親切な暗殺#毎週ショートショートnote
【暗殺専門店】
警察に見つかったら1発アウトになりそうな店名だ。
危ないんじゃないかと思うけれど、殺してほしい人はもちろんいて。憎悪に負けて入店した。
「誰を殺したい?」
入店して早々に、帽子を深々と被ったおじさんに話しかけられる。
「会社の部長ですかね。パワハラがすごくて」
「なんて会社の誰?」
「ほんとに殺しちゃうんですか?」
「いやぁ、…さぁね?」
怪しげな雰囲気のおじさんに、会社名と部長の名前を伝えた。
「暗殺が終わりましたら連絡させていただきます」
にやりと笑ったその口元に、寒気がした。
後日、あの暗殺専門店から連絡があった。だが、出社するとそこにはいつも通り部長の姿があった。
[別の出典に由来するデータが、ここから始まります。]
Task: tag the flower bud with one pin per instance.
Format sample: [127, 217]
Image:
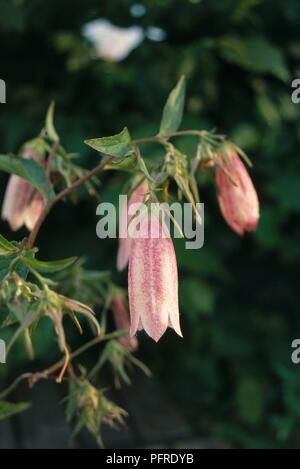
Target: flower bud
[137, 197]
[237, 196]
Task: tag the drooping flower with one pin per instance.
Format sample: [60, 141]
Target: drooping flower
[121, 318]
[237, 196]
[153, 280]
[137, 198]
[22, 203]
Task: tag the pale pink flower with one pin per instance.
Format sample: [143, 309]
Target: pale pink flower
[121, 318]
[153, 281]
[237, 196]
[137, 198]
[22, 203]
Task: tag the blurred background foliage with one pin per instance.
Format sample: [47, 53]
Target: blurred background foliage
[232, 373]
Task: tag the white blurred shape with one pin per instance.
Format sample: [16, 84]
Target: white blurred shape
[112, 42]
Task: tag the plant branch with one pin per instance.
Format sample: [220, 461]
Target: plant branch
[161, 138]
[78, 183]
[35, 377]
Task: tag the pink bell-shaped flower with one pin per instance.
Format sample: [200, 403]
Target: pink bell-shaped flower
[153, 280]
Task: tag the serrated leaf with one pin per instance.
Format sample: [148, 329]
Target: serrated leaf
[7, 409]
[129, 164]
[117, 145]
[50, 266]
[173, 110]
[50, 129]
[27, 169]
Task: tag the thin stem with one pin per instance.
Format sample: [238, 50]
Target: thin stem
[49, 163]
[34, 377]
[61, 195]
[160, 138]
[97, 169]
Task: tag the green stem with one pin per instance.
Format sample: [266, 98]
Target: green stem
[53, 368]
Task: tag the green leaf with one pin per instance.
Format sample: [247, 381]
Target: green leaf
[255, 54]
[7, 409]
[51, 266]
[173, 110]
[6, 245]
[117, 145]
[27, 169]
[250, 400]
[50, 129]
[129, 164]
そりゃそうか。そう落胆したが、部長のデスクに花が飾ってあることに気がついた。そんなの今までなかったから、思わずその花を画像検索にかけた。するとスノードロップとでてくる。その花について詳しく調べると、そこに出てきた花言葉に、思わず笑ってしまった。
希望
慰め
切ない恋
あなたの死を望みます
本当に暗殺するのかと思ったが、そこまで残酷なことはしない。親切な暗殺専門店だったらしい。
(469文字)
今週も参加させていただきます。